Trotz dieser massiven Propaganda gelang es Erdogan am Ende nur, 52 Prozent der Stimmen zu erhalten. Das zeigt, dass wir in der Türkei eine starke Zivilgesellschaft und eine starke Opposition haben. Mit dieser Wahl ist vielleicht der Weg für die nächsten Jahre aber gewiss nicht das Schicksal des Landes besiegelt worden.

LB24: In Deutschland haben rund 730.000 Wähler (entspricht 67 %) für Erdogan gestimmt, was im Vergleich zur Türkei und anderen Ländern außerhalb der Türkei eine sehr deutliche Mehrheit darstellt. Wie erklären Sie sich das?

MK: Es gibt drei Gründe dafür. Der erste Grund ist, dass viele Türken, die in Deutschland leben, aus den Erdogan-Hochburgen Schwarzes Meer und Inneranatolien stammen, wo die Mehrheit bereits konservativ geprägt ist und daher eine natürliche Nähe zur Partei AKP und Erdogan empfindet.

Der zweite Grund ist – wir haben es eben schon angerissen – dass viele Menschen mit türkisch-muslimischem Hintergrund in Deutschland das Gefühl haben, benachteiligt zu sein. Sie empfinden zudem, dass die Türkei nicht die Wertschätzung erhält, die sie verdient, und dass sie selbst als Bürger dieses Landes abschätzig behandelt werden. Sie haben das Gefühl, als Menschen zweiter Klasse betrachtet zu werden.

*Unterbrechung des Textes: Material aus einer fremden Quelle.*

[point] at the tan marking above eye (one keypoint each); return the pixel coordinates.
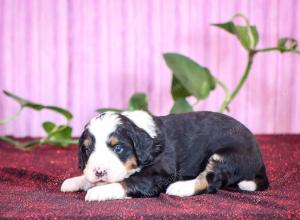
(201, 183)
(113, 140)
(131, 163)
(87, 142)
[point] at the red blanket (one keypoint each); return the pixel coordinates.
(30, 188)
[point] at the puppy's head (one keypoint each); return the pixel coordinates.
(114, 146)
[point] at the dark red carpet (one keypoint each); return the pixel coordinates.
(30, 188)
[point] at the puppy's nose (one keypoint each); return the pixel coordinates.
(100, 173)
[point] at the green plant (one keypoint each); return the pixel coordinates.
(192, 79)
(56, 134)
(60, 135)
(189, 79)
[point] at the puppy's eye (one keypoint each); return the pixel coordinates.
(87, 150)
(118, 149)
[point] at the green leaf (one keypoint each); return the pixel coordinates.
(36, 106)
(138, 101)
(48, 126)
(68, 115)
(247, 35)
(227, 26)
(101, 110)
(196, 79)
(177, 89)
(180, 106)
(61, 134)
(286, 44)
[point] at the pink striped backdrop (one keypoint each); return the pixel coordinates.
(82, 55)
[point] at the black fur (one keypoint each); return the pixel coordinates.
(85, 150)
(189, 140)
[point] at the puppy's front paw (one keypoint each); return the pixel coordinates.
(182, 188)
(73, 184)
(105, 192)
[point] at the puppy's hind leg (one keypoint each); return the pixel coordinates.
(214, 176)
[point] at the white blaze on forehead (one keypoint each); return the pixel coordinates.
(102, 126)
(143, 120)
(102, 158)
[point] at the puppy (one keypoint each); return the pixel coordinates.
(134, 154)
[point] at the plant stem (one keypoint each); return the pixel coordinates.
(11, 117)
(267, 49)
(226, 90)
(229, 98)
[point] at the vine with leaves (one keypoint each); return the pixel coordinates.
(189, 79)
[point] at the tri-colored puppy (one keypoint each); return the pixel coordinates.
(134, 154)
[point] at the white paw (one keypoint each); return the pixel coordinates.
(182, 188)
(106, 192)
(75, 184)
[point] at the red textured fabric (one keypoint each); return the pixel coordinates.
(30, 188)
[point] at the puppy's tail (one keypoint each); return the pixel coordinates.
(259, 183)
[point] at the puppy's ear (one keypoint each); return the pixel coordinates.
(146, 147)
(82, 157)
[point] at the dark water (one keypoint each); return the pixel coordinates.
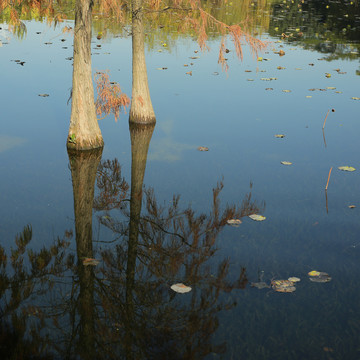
(124, 307)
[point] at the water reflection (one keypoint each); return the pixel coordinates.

Viele von ihnen fühlen sich diskriminiert bei der Wohnungssuche und der Jobsuche. Das Thema der doppelten Staatsbürgerschaft betrifft sie ebenfalls, da sie oft davon ausgeschlossen sind. Das kommunale Wahlrecht ist ein weiteres Thema, bei dem sie benachteiligt werden. All diese Formen der Benachteiligung führen dazu, dass Erdogan für viele dann die Antwort ist. Er gibt ihnen das Gefühl, etwas wert zu sein. Er hat die Türkei zu einer regionalen Macht geformt und gilt als starker Mann, der all diesen Ungerechtigkeiten und den Staaten des Westens etwas entgegenzusetzen hat.

Der dritte Grund ist, dass die Türken in Deutschland sich fast ausschließlich aus Medienquellen informieren, die von Erdogan kontrolliert werden. Das betrifft fast 90 Prozent der Medien, die von den Deutsch-Türken nahezu ausschließlich konsumiert werden. Dadurch entsteht natürlich ein Bild von Erdogan, das nicht der Realität entspricht.

LB24: Nachdem bekannt gegeben wurde, dass Erdogan die Stichwahl gewonnen hatte, kam es spontan zu Jubelfeiern und Autokorsos in vielen deutschen Städten, einschließlich Stuttgart und der Region. Es entstand der Eindruck, als hätte die Türkei die Fußballweltmeisterschaft gewonnen, obwohl es eigentlich nur eine innenpolitische Wahl war.

Wie ist das zu erklären?

MK: Das zeigt die emotionale Seite der gesamten Situation. Man kann sagen, dass es zwei Mannschaften gibt: das türkische Team und das türkeikritische Team. Die Menschen haben den Eindruck, dass das pro-türkische Team gewonnen hat, und das ist der Grund für die Feiern. Es ist wichtig zu betonen, dass dies nur ihre persönliche Empfindung ist und nicht die objektive Realität widerspiegelt. Aus ihrer Perspektive haben diejenigen verloren, die die Türkei nicht lieben und den Türken etwas Schlechtes wünschen.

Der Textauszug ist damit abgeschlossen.